TSH itself is also no measure of thyroid hormone action. It is profoundly misleading and research has proven that the movement of TSH under thyroid treatment does not track the patient’s symptoms at all.
In addition to the above, we know that when someone becomes ill with hypothyroidism, their entire thyroid system balance (homeostasis) is changed and it does not work as well as it did in the past. Often the level of FT3 that a thyroid patient needs is higher than a healthy person. It is an entirely different situation to have hypothyroidism and be under treatment for it, to the situation prior to developing hypothyroidism.
Often other lab tests are either not done, or the results are said to be Ok when they are clearly too low, e.g. ferritin, B12. Other issues are thus not diagnosed or ignored.

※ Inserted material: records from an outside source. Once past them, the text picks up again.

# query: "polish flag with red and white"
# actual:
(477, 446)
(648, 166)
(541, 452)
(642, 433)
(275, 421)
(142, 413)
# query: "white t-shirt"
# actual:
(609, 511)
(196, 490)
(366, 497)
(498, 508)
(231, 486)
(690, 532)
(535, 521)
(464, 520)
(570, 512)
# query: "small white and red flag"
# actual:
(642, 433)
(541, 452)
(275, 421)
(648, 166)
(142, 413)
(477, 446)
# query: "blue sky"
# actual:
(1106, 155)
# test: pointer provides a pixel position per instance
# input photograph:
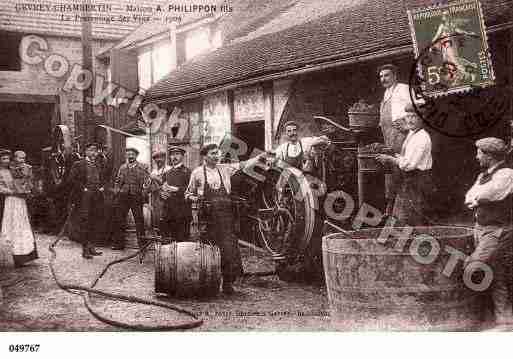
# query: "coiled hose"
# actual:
(86, 291)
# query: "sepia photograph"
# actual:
(255, 166)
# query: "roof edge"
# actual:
(400, 50)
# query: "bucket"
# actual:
(187, 269)
(368, 163)
(363, 120)
(372, 286)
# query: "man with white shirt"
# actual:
(414, 164)
(491, 199)
(156, 182)
(212, 183)
(391, 121)
(176, 216)
(294, 150)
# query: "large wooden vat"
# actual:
(187, 269)
(372, 286)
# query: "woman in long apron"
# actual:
(16, 235)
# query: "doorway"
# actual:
(253, 134)
(27, 127)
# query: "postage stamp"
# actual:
(452, 41)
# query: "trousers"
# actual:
(493, 246)
(125, 203)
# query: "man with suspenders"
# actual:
(211, 182)
(294, 150)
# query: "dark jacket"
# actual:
(176, 206)
(77, 179)
(131, 180)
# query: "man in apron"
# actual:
(157, 180)
(212, 183)
(176, 216)
(491, 199)
(395, 99)
(293, 151)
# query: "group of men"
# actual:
(409, 187)
(174, 187)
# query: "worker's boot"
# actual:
(85, 252)
(93, 251)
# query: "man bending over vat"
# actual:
(491, 199)
(211, 182)
(294, 150)
(414, 164)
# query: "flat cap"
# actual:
(5, 152)
(208, 147)
(290, 123)
(133, 149)
(158, 153)
(492, 145)
(173, 149)
(92, 144)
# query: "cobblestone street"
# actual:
(34, 302)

There are of course many other issues that can impact thyroid hormone action and the above is by no means attempting to be complete.
Symptoms and signs need to be centre-stage – they do indicate how thyroid treatment is working. Symptoms might include energy level/fatigue, feeling cold/warm etc. Signs might include body temperature, heart rate.

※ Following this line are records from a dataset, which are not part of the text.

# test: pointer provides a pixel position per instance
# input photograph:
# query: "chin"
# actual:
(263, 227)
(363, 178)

Symptoms and signs show the actual response of the body, whereas blood test results just show what is in the blood. The latter made worse by comparing the individual’s results to a wide population range.
Unfortunately, symptoms and signs are looked at as less important than TSH and other thyroid lab tests (if others are even done).

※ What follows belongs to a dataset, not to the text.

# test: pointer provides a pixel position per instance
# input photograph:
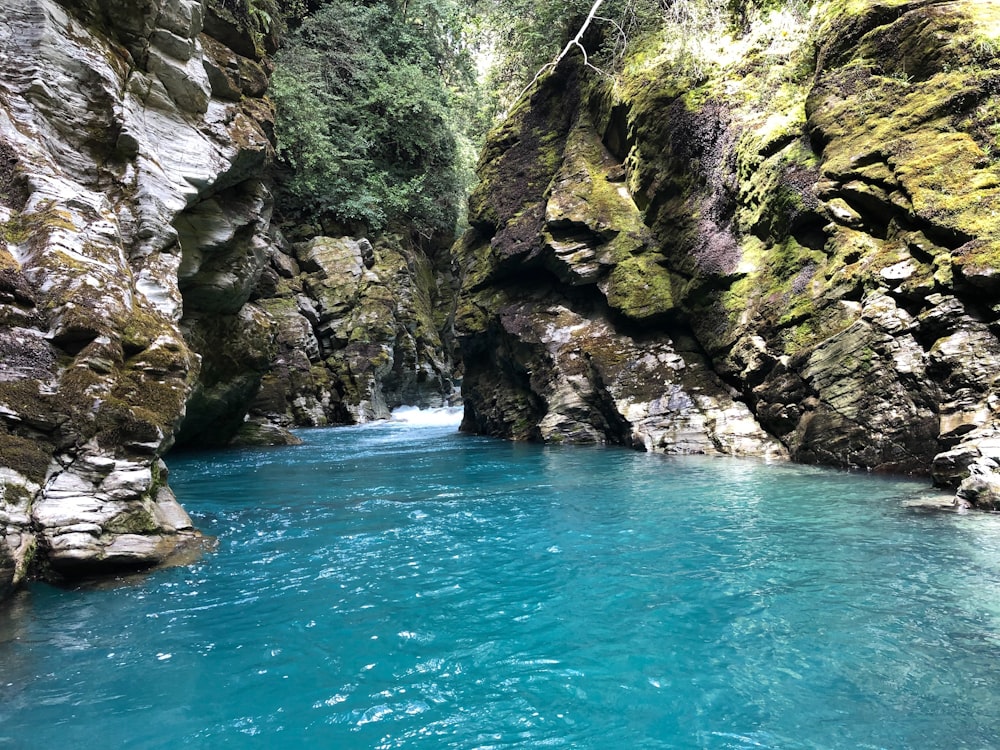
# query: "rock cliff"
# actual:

We are also in a seriously messed up situation where most endocrinologists and doctors believe that T4 monotherapy works well for all thyroid patients. T4-Only cannot work well for the many patients who have lost T4 to T3 conversion capability (this is without even looking at all the many other issues that can cause issues with T4-Only and impact thyroid hormone action).
So, there are many issues that include:
- Many reasons why thyroid patients might be having conversion issues.
- The flawed application/interpretation of lab tests.
- The flawed belief by most endocrinologists and doctors that the TSH-centric, lab-test-centric and T4 monotherapy paradigm works.
- The lack of focus on symptoms and signs as the most important thing to improve.
- The near-total disbelief that T3 in combination with T4, or NDT or in a few cases T3-Only, is needed at all. In many parts of the world, T3 is being refused and thought to be unnecessary.
All of the above issues (and others) are keeping many thyroid patients from recovering.
For some thyroid patients, these issues are keeping thyroid patients desperately ill.
Thyroid patients are not being allowed to get well because of current treatment practices!
It is time to accept the new research findings and embrace a new treatment paradigm (approach) that will actually work.
The research findings are already out there to show how treatment needs to change.
Past clinical trials are flawed but randomised clinical trials (RCTs) are not the best way to prove treatment anyway. The FDA in the US relies far more on experience with medication in a clinical setting, where doctors are able to use clinical experience to the best extent in utilising medications.
There is plenty of clinical evidence for the need for all the treatments to be available already. T4 monotherapy will not make everyone well – ever!
We need to have all the thyroid treatments available and we need a sound approach to the use of clinical presentation and thyroid labs during treatment.
It is absolutely necessary at this time to renew the paradigm and move forward!
All the above is discussed in my latest book The Thyroid Patient’s Manual, as is the correct use of thyroid labs and the correct use of all the different therapies (T4, T4/T3, NDT, and T3-Only).
I hope you found this useful. It is disturbing but hopefully helpful.